How Long Should a Clutch Last?

On the average, the life span is about 90,000 miles. But if you’re taking care of the clutch, it will last much longer. Here are some things to keep in mind.

Downshifting Causes Wear and Tear

This is one of the easiest ways to ruin the clutch. Unless you’re headed downhill, use the brakes as much as possible. Downshifting doesn’t just wreck the clutch; it can also ruin the engine. Downshifting is something you should avoid unless you want to cough up some money.

Performance Clutches

Of course the type you use will matter a lot. The performance clutches will last much longer than the ordinary ones. Even if you drive hard and not taking care of the clutch, it will do very well.

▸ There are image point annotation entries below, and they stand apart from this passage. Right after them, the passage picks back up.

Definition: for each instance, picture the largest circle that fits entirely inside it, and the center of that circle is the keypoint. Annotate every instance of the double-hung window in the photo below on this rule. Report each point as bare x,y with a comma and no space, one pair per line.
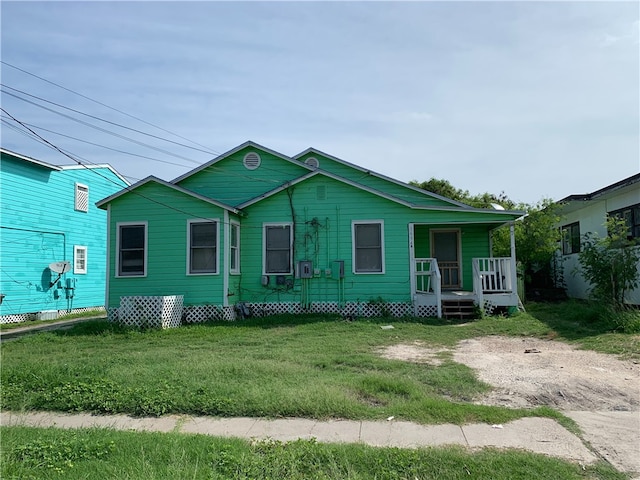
571,238
278,242
79,259
203,247
234,248
132,249
368,246
81,201
631,216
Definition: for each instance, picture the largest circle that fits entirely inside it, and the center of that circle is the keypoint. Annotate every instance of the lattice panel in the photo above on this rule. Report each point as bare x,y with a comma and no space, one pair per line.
489,307
325,307
427,311
202,313
152,311
228,313
17,318
275,308
98,310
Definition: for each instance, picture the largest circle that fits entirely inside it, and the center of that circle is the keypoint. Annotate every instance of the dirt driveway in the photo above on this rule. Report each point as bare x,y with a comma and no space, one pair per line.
600,392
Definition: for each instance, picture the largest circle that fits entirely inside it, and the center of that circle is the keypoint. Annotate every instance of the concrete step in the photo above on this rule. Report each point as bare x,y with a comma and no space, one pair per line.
463,308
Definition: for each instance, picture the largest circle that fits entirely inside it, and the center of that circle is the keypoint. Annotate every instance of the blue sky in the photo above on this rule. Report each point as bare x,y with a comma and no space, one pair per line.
536,99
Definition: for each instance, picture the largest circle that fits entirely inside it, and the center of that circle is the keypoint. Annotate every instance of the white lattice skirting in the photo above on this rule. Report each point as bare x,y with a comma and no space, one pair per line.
148,311
353,309
28,317
167,311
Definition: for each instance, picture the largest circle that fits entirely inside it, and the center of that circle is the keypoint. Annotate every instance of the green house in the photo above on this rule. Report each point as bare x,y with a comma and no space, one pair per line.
257,232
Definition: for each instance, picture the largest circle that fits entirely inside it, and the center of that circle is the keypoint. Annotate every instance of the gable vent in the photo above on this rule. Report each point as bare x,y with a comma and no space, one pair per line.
251,161
312,162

The drawback is that choosing one is difficult. First you have to choose a brand. Second you must decide on the material. It can be organic, Kevlar, cerametallic or a combination. Next you must choose a disc set up. It must be either multi-shoe, vented, paddle or full face.

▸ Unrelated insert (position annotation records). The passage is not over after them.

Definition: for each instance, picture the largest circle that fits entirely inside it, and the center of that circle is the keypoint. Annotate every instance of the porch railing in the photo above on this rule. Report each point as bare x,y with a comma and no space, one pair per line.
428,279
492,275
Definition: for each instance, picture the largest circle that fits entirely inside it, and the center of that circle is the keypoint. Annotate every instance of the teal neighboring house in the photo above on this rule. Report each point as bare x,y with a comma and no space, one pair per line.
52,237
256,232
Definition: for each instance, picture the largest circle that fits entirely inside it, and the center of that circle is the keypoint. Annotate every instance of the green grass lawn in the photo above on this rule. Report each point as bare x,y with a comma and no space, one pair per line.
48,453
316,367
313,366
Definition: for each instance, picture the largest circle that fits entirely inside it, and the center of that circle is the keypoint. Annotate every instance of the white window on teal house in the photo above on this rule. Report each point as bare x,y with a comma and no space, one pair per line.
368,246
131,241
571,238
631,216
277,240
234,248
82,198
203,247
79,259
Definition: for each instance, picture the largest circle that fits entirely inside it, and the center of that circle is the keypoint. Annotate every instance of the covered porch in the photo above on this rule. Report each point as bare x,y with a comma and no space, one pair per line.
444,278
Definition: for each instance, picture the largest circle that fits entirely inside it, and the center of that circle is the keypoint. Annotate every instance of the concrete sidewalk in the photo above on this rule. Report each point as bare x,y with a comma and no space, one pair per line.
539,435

Of course it’s more expensive than the stock types. In some cases they are very expensive. You can buy online to save on travel costs. But you must pay for the shipping and other expenses.

Highway vs. City Driving

If you drive often on the highways and taking care of the clutch, expect it to last longer. The reason is that it’s engaged. There’s no wear and tear when it’s set in that mode. By contrast, city driving will cause more damage. When in the city, you have to stop and go a lot. This can wear out the clutch more easily.

So contrary to belief, it’s not the speed that matters, but where you drive. Even if you drive in low gear, the device will wear out due to the constant stop and go process. Another element that can cause deterioration is revving a lot from a standing position.

It’s the Driver, Not the Clutch

When it comes to taking care of the clutch, it’s ultimately about the driver. Even the most expensive performance clutch won’t last long if a driver is reckless. Similarly, a careful driver can make it last much longer than advertised.

As stated, the average is 90,000 miles. But some drivers can make it last over 250,000 to 360,000 miles. On the other hand some drivers can destroy a new clutch in less than 300 miles.

Other factors that determine its longevity is the car itself. Is it new or used? Obviously the used car won’t last as long. But it will also depend on the driver. Even a new car won’t last long in the hands of hard drivers.

Some cars like the Corvette, Camaro and GTO can last 55,000 to 80,000 miles. Some Japanese cars can go for 150,000 miles. German sedans on average can last up to 120,000 miles.

But again, these are just averages. When it comes to taking care of the clutch, a lot of it will depend on the driver.